Brilliant Brass takes All Brandy 'Cap But limp may signal end of mare's career

December 28, 1992|By Ross Peddicord | Ross Peddicord,Staff Writer

Nick Bassford looked at his mare, Brilliant Brass, limp out o the winner's circle after the All Brandy Handicap yesterday at Laurel Race Course.

L "This is her goodbye to 1992, and possibly racing," he said.

The 5-year-old mare had just won the $75,000 Maryland-bred stakes -- her ninth added-money victory of the year -- but in racing parlance, she "didn't come back too good."

Jockey Edgar Prado said the horse pulled up fine after beating Gammy's Alden by 3 1/4 lengths in the nine-furlong race. But by the time Prado walked her into the winner's circle, she was

noticeably lame. Bill Brasaemle, who writes up each race for the Daily Racing Form charts, said she "returned sore."

Trainer Carlos Garcia attributed the lameness in the mare to "tying up [muscular cramps]. She's done it before," he said, and added that it could be caused by the cold weather.

He said he is planning to "back off the mare for a month or so," and then the decision will be made whether to continue racing or to send her to the breeding shed.
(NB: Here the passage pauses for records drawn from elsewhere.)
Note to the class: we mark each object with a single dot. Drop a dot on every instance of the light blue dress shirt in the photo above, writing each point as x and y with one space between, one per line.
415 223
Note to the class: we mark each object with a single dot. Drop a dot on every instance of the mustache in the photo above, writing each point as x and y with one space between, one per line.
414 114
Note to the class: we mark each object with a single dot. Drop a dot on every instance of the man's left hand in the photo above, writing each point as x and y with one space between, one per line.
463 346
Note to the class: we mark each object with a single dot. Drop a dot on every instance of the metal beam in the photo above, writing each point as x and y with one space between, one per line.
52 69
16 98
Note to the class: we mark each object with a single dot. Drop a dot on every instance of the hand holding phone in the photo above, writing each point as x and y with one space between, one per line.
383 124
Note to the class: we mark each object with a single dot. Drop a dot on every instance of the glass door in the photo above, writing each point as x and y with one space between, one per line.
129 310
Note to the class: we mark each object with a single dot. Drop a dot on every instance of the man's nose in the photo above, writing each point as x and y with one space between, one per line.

By winning the All Brandy, Brilliant Brass increased her career winnings to $767,052 and capped off the most successful year in racing for Bassford and his wife, Elaine.

From a medium-size stable of homebreds and claimers, they won more than $1 million in purses and 14 stakes -- nine with Brilliant Brass, three with Ameri Valay and one each with Wait For The Lady, now retired, and Festive Feathers.
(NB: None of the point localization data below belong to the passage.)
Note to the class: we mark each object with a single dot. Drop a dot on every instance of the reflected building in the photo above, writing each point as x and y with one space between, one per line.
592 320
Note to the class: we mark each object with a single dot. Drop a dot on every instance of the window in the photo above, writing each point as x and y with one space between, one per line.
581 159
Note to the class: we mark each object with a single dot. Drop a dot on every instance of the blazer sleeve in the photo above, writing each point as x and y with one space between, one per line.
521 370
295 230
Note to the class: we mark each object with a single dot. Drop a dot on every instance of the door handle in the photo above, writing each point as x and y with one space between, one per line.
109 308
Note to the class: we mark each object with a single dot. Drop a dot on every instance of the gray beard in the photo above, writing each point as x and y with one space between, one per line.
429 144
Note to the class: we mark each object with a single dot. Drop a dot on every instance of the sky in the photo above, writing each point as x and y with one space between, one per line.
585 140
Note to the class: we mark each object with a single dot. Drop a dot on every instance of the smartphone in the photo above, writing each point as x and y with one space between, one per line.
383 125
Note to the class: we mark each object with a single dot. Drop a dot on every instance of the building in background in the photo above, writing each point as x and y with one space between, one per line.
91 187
"According to the speed figures, Brilliant Brass was one of the country's most consistent race mares this year," Bassford said. "So if we breed her and her offspring improve just a little over her speed, then -- who knows? -- we might end up with any kind of horse."

Brilliant Brass is considered the likely choice to be named 1992 Maryland-bred Horse of the Year in balloting conducted by the Maryland Horse Breeders' Association.

Computer troubles

Laurel experienced difficulties with its mutuel equipment yesterday, but nothing like what happened at Santa Anita Park ** on Saturday on its opening card.

At Laurel, Triples from the fifth and seventh races were not posted or paid off until the ninth race. The situation was similar to computer glitches that angered fans in the fall.

Track general manager Jim Mango said yesterday's problem occurred because of new software that AmTote International Inc. had introduced at The Meadowlands in conjunction with its Spectrum system.

Even though The Meadowlands no longer commingles its betting pools with Laurel's, the track is the hub for other New Jersey tracks that do commingle with Laurel.

"We could calculate the [Triple] prices but not get them into the system," Mango said.

At Santa Anita on Saturday, spokeswoman Jane Goldstein said, the track lost about a third of it's opening day handle -- about $3 million -- because of faulty mutuel equipment.

"We had just switched companies, from AmTote to AutoTote," Goldstein said. "There were breakdowns and slowdowns with the equipment. A lot of people left because they couldn't get their bets down. It was a huge crowd. AutoTote had had only two days to install their equipment, and they just couldn't get it working smoothly enough in time. I'm sure that anyone that ever worked for AutoTote was here working all night Saturday through yesterday morning."

Goldstein added that there were fewer problems yesterday.

Mango said that such computer problems are going to continue for a while. "Things are changing rapidly in this business, and the Tote companies are still trying to catch up with their technology," he said.


Laurel is racing today. Post time is 12:30 p.m. . . . Maryland's Reputed Testamony and Asserche are expected to start Thursday in the Gallant Fox Handicap at Aqueduct. . . . A patron at the Pimlico simulcast center complained yesterday that he couldn't get a check for a large Triple pay-off. There was no track official at Pimlico to sign the check. Said Mango: "That has happened before, and it's going to happen when we open up off-track betting facilities. We can't just leave blank checks laying around. What we tell the patrons is that we will give them as much cash as they want. Then, if they return the next day, we will give them the rest of the amount in a check. Of course, they can take cash for the whole amount at any time."